Por unanimidade, a 6ª Turma do tribunal rejeitou o pedido de proprietários rurais de Alta Floresta para suspender o procedimento. Com isso, a União e a Fundação Nacional dos Povos Indígenas (Funai) poderão prosseguir com os trabalhos autorizados pela Portaria nº 1.149/2002 do Ministério da Justiça.

O MPF argumentou que não havia fundamento legal nem risco de dano irreparável que justificasse a paralisação. Para o órgão, um procedimento respaldado pela Constituição Federal não poderia ser interrompido sem que fossem considerados os direitos originários dos povos indígenas.

O TRF1 acolheu esse entendimento e revogou a liminar que impedia o avanço da demarcação. Conforme o parecer, títulos de propriedade emitidos pelo poder público, ainda que anteriores à Constituição de 1988, não afastam automaticamente a possibilidade de ocupação tradicional indígena.

Isso ocorre porque os direitos indígenas sobre as terras tradicionalmente ocupadas são considerados originários e anteriores ao reconhecimento estatal. Dessa forma, a demarcação não cria um novo direito, mas reconhece formalmente um direito que já existia.

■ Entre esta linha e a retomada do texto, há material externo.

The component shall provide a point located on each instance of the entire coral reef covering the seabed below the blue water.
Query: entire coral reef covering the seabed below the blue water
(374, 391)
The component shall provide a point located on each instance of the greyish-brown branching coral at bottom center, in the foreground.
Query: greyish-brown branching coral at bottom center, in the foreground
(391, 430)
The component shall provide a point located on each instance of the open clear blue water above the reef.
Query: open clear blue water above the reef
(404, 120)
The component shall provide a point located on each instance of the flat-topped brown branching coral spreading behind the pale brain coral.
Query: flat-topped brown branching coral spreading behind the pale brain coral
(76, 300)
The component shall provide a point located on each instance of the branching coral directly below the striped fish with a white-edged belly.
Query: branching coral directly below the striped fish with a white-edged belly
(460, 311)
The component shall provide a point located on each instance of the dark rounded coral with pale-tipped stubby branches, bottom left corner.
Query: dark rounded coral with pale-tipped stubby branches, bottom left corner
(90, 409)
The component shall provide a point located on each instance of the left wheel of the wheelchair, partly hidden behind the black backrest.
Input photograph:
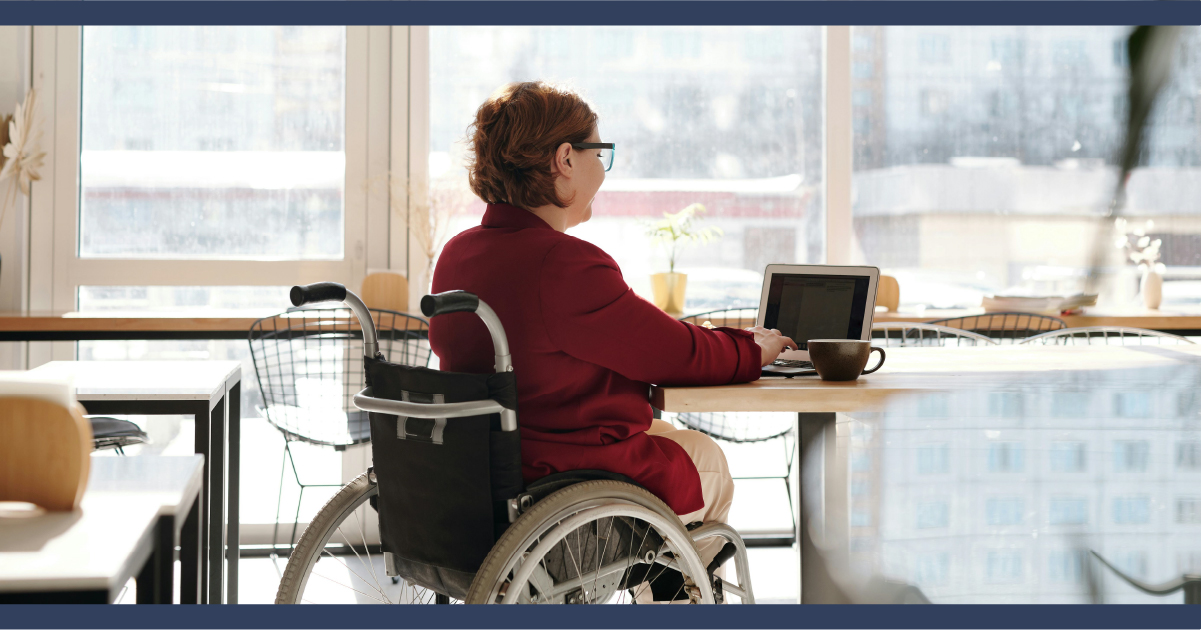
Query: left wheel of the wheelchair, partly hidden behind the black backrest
(356, 579)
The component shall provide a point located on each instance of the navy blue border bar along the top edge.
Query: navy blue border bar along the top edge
(605, 13)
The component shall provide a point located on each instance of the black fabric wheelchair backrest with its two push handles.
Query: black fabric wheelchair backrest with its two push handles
(446, 448)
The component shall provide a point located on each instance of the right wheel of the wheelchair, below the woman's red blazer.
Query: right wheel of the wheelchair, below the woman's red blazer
(594, 543)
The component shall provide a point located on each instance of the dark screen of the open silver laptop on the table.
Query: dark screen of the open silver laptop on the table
(806, 307)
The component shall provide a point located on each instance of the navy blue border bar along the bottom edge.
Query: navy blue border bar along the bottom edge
(537, 617)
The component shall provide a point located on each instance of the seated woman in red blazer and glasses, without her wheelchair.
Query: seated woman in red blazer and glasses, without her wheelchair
(584, 345)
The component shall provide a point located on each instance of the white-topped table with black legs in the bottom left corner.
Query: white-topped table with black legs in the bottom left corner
(133, 514)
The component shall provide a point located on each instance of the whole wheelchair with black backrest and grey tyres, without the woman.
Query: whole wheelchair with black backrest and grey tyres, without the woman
(456, 520)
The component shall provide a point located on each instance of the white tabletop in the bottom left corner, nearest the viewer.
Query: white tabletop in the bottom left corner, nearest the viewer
(97, 548)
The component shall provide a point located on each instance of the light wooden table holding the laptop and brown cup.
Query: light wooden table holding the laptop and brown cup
(910, 371)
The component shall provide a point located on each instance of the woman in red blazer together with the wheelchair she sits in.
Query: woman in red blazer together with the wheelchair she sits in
(549, 334)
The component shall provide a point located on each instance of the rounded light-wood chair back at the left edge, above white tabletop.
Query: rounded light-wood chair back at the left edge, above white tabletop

O MPF também sustentou que o procedimento não representa uma simples ampliação da terra indígena demarcada em 1982, que possui 117.246 hectares. Na avaliação do órgão, trata-se de uma nova demarcação baseada nos critérios estabelecidos pela Constituição de 1988.

Estudos antropológicos realizados pela Funai apontaram que os limites definidos na década de 1980 não abrangiam toda a área tradicionalmente ocupada pelo povo Kayabi. Por isso, o procedimento iniciado em 2002 busca identificar e delimitar o território de acordo com esses levantamentos.

A alegação de que os indígenas não estariam na região quando a Constituição foi promulgada também foi contestada. O MPF afirmou que a retirada forçada de uma comunidade não elimina o caráter tradicional da ocupação e destacou que os estudos registraram o deslocamento do povo Kayabi diante do avanço das atividades agropecuárias.

Para o Ministério Público, manter o processo suspenso prolongaria a insegurança territorial e poderia ampliar os conflitos na região. Eventuais prejuízos decorrentes do reconhecimento da terra, conforme o órgão, deverão ser analisados pelos mecanismos previstos na Constituição.